Field of Science

The apple crop

TPP has not had the best luck with apples.  Previous attempts to have a few apples have been failures in one way or another. The most recent failure was a dwarf Novaspy, the first time Northern Spy has been successfully dwarfed. Of the two trees planted, both were initially vigouous and one flowered and fruited nicely in its 3d year, but then it went into a decline and died. The 2nd tree stayed vigorous, but it never flowered and fruited and seemed determined to grow into a larger sized tree. The one crop of apples was great, real Northern Spys, a superb variety that is hard to find.  

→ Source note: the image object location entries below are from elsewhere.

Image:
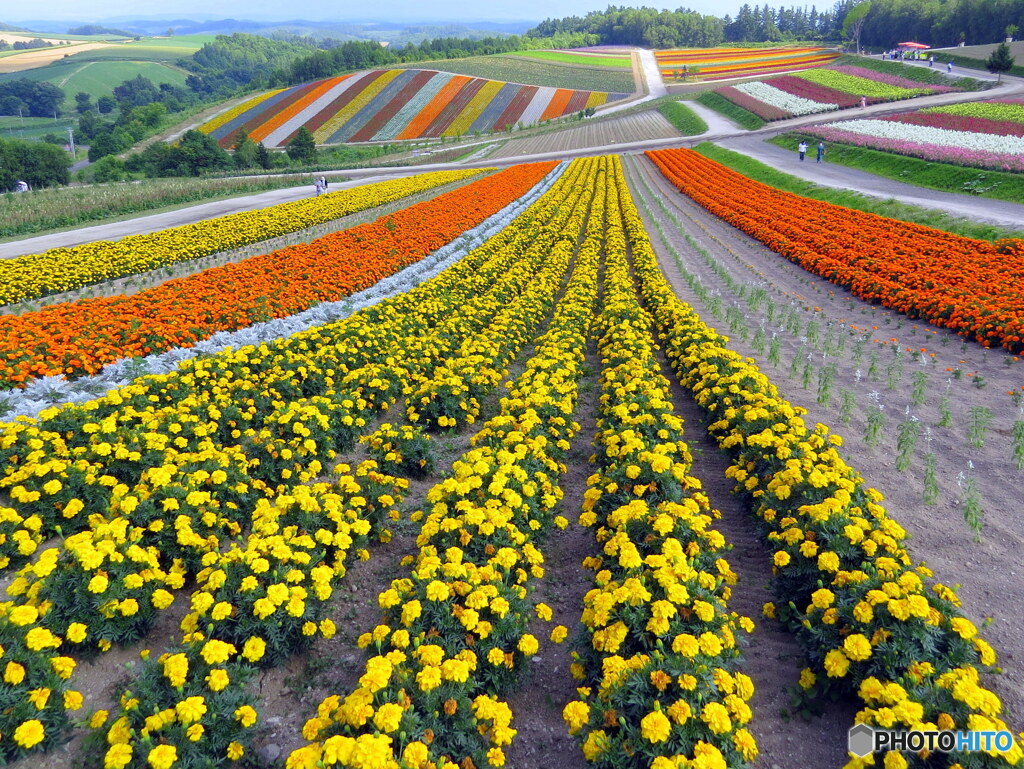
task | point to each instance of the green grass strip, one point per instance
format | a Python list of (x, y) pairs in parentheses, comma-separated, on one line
[(683, 118), (946, 177), (894, 210), (721, 104)]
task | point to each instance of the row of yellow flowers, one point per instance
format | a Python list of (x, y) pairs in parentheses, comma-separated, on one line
[(256, 603), (288, 407), (871, 623), (156, 477), (454, 634), (61, 269), (659, 666)]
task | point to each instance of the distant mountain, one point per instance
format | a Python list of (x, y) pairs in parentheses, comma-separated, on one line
[(394, 32)]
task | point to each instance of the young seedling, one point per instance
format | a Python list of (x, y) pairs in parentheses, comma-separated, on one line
[(906, 442), (775, 351), (978, 421), (973, 512), (826, 378), (919, 390), (847, 404), (1019, 443)]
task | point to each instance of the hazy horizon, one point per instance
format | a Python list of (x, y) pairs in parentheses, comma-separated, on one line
[(100, 11)]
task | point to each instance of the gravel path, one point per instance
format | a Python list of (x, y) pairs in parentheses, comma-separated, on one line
[(142, 224), (977, 209)]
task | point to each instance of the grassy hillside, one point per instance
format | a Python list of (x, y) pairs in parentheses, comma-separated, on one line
[(515, 70), (97, 78)]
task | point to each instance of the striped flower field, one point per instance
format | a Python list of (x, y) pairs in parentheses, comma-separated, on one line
[(387, 104), (722, 63)]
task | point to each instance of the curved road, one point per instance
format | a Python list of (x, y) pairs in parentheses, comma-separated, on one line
[(720, 130)]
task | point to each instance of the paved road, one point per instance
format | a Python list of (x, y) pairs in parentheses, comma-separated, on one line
[(720, 130), (977, 209), (177, 217)]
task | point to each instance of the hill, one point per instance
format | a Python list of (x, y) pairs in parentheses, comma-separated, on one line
[(385, 104)]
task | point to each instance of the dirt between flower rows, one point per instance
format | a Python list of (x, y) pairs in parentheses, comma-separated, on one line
[(987, 569), (986, 564)]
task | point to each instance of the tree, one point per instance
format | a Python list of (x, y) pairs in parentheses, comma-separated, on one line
[(999, 61), (263, 157), (83, 102), (853, 25), (303, 146)]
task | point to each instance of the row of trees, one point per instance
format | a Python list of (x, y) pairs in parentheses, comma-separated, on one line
[(39, 164), (940, 23), (28, 98)]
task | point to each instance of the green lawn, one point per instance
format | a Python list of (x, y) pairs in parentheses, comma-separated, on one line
[(97, 78), (34, 128), (513, 70), (567, 57)]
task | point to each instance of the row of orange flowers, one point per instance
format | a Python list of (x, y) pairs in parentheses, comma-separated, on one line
[(872, 623), (81, 337), (59, 269), (972, 287)]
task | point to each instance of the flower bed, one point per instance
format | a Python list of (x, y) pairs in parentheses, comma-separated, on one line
[(660, 654), (871, 623), (971, 287), (82, 337)]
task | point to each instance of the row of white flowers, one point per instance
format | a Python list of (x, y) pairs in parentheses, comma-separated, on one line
[(779, 98), (988, 142), (47, 391), (413, 108)]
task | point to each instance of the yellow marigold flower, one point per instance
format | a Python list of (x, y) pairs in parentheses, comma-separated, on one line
[(216, 652), (30, 733), (163, 757), (246, 716), (217, 679), (822, 598), (190, 710), (97, 719), (807, 678), (528, 645), (98, 584), (655, 727), (388, 717), (716, 716), (964, 628), (836, 664), (13, 674), (118, 756), (254, 648), (857, 647), (175, 669)]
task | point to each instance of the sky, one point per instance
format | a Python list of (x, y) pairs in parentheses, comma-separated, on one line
[(95, 10)]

So try, try again, and two Colonnade apple trees were planted, both the same variety, Flamenco, derived from orange pippin ancestry. These are a columnar dwarf, growing 10-12 feet tall and 3-4 feet in diameter, and the nursery stock was beautiful. However a pollinator was needed and only one variety of Colonnade was available, so an Urban Apple columnar tree was gotten from another vendor. This was a Tart Lime, a granny smith type apple that TPP was not so keen to have, but biology. This tree was half as big and half the price (notice how that works),  but the flowering of these varieties may not work out in terms of flowering time, but no matter as the Colonnade trees did not flower in their 2nd season, while the Urban Apple did. Now crab apples of the ornamental type can pollinate apples if their flower color is similar. And the image above shows the apple crop, the whole apple crop, one apple, on the tree bought as a pollinator.  It's a start.